While all politicians in Georgia welcome the news, some fear that
Georgia was forced into some unreasonable compromises, such as creating
joint anti-terrorist units.

"I am satisfied since just two or three months ago there was talk
of eleven years and USD 500 million was one of the terms to begin
negotiations on this issue. Now this process is almost finished,"
said Chair of the Parliamentary Committee for Foreign Affairs Kote
Gabashvili.

However, MP Zurab Tkemaladze said that the most important thing
is the terms forcing Russian soldiers out of Georgia and he is
not satisfied that those demands were met. "I want to say that if
these anti-terrorist centers replace these bases, the agreement is
senseless," he said.

But Temur Yakobashvili, the vice president of the Georgian Foundation
for Strategic and International Studies, believes the agreement
reached on May 30 is a positive continuation of the Istanbul agreement.

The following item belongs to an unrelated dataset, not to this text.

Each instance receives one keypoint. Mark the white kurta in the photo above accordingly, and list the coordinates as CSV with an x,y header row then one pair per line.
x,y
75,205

In an interview with The Messenger, he said that the fact the sides
finally agreed on the issue to withdraw the bases is itself a positive
moment that supports the theory that Russia's attitude toward Georgia
has changed.

"All this means that Russia has made a step toward cooperation with
Georgia," he said. "Russia was requesting 11 years for withdrawing
its bases from the Georgian territory and now they agreed to three
years. That already means a lot." He added that while three years
still seems like a long time to withdraw two small bases, the most
important thing is that an agreement was reached.

According to agreements signed at the OSCE Istanbul Summit in 1999,
Russia has already withdrawn from the Vaziani military base and
declared that the Gudauta base is no longer functioning. However,
Tbilisi demands that an international monitoring group confirms that
the base is completely closed.

Based on the information released by the Prime News Agency, there
are over 3,000 Russian military personnel at the military bases
in Akhalkalaki and Batumi. Also on Monday, the ministers agreed to
finally delineate the countries' shared borders, sections of which
had not been determined since the collapse of the Soviet Union.